The Emergence of Neuroarchitecture

Our spaces do more to define us and express our authentic essence than we may believe.

Photo by Getty Images/AleksandarNakic.

Winston Churchill famously said, “We shape our buildings, and then our buildings shape us.” Science and psychology are now coming around to support the statement. The merging of science, psych, art, and design is a hot, new-ish world known as neuroarchitecture.

Neuroarchitecture goes a step beyond creating buildings based solely upon looks. It builds upon the belief that we all love to have some control over our environments. Neuroarchitecture takes into consideration the brain’s processes in relation to the architectural environment.

We are a superficial species. The same truths that apply to food porn and style influencers also make sense here. We are more positively impacted when a building we go to looks aesthetically pleasing. If the space is simple and boring, we’re more apt to steer clear and even feel bummed out about being there. Sometimes the way a building looks even alters the way we interact with others.

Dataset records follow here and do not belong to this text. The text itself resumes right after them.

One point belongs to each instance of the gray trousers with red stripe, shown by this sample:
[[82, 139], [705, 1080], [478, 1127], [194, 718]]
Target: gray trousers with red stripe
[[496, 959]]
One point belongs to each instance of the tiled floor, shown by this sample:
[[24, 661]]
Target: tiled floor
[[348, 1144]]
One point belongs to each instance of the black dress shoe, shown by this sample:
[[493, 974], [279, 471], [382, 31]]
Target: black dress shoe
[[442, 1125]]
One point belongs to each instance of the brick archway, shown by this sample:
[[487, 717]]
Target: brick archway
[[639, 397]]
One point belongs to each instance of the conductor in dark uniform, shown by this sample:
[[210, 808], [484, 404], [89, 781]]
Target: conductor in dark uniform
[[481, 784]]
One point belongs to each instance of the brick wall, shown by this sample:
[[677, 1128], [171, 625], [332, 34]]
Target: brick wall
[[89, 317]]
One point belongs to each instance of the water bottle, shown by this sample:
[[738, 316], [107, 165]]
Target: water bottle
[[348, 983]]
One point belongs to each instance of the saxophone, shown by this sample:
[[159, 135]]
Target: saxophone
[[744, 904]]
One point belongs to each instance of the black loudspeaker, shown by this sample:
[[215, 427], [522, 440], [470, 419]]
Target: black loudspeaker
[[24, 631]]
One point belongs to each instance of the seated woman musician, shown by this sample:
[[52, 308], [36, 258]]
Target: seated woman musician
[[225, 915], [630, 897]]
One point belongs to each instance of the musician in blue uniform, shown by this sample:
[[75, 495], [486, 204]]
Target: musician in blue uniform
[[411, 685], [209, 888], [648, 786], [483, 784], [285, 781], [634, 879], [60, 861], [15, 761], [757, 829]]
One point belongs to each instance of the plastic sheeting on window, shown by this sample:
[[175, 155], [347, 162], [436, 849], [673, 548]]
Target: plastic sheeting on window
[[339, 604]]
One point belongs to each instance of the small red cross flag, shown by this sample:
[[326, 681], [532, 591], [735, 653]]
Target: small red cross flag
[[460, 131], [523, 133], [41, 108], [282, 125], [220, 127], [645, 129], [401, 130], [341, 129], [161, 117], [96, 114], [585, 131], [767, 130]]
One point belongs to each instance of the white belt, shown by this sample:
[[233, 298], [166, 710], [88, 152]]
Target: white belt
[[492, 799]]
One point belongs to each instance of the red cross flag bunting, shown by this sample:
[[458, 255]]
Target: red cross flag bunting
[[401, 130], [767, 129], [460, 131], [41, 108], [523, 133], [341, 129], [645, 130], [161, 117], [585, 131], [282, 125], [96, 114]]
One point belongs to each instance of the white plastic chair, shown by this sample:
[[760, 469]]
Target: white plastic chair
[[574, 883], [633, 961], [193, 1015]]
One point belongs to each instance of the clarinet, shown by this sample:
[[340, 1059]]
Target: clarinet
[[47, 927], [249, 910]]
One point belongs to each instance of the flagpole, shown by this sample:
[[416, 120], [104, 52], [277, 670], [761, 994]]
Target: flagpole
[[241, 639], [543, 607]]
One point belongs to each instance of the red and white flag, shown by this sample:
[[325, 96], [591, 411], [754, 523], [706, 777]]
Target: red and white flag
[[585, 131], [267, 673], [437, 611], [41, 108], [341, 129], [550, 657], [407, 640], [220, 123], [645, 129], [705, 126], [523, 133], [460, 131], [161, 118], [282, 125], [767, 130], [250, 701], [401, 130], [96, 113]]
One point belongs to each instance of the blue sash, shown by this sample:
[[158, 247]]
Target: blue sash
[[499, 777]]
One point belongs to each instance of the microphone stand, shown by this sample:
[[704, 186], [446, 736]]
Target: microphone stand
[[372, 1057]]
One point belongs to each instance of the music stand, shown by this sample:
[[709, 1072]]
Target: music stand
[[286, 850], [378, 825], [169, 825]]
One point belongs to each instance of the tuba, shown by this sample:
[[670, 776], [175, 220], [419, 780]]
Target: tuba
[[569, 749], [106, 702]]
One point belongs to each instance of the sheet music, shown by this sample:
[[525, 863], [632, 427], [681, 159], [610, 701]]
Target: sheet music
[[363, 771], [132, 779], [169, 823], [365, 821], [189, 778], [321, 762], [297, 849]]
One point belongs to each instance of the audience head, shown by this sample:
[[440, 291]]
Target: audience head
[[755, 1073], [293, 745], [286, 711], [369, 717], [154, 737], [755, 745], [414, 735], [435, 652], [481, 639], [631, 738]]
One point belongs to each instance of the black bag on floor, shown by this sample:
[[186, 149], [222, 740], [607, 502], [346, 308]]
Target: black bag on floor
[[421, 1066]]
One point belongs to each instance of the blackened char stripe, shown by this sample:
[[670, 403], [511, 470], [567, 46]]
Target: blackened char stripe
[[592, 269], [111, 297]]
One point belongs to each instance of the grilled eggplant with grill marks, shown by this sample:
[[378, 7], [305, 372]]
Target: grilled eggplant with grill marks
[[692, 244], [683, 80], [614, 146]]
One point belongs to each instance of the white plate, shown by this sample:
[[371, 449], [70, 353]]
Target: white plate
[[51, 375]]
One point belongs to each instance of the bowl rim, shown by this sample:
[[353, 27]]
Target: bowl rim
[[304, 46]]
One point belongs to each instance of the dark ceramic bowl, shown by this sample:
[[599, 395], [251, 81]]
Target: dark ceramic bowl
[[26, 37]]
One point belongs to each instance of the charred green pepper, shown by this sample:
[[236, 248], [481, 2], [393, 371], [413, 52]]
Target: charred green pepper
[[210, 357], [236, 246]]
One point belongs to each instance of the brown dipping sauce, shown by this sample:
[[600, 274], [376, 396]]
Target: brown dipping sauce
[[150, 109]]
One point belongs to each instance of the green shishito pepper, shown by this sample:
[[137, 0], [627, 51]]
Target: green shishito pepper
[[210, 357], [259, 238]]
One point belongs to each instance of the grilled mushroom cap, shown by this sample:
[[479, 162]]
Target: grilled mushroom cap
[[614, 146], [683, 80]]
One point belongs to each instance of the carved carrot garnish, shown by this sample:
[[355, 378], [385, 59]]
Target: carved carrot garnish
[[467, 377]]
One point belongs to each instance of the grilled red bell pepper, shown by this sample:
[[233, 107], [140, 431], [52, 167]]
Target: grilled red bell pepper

Case in point: Cutting-edge architectural firm Snøhetta, based in Oslo and New York City, envisions fascinating design experiments all around the world. What it did for universally loathed Times Square was particularly ambitious and effective. This particular project involved putting chic, sleek gray benches around the hood. The intent wasn’t just to make the place look cool but rather to create physical, psychological, and economic benefits for the community. The numbers don’t lie. This little design tweak worked some big-time magic: pedestrian injuries decreased by 40 percent, vehicular accidents went down by 15 percent, and overall crime in the area decreased by 20 percent.

Living in a big city among strangers can be terrifying. It’s easier for us to be kinder and more compassionate when we enjoy what we see just a little bit more.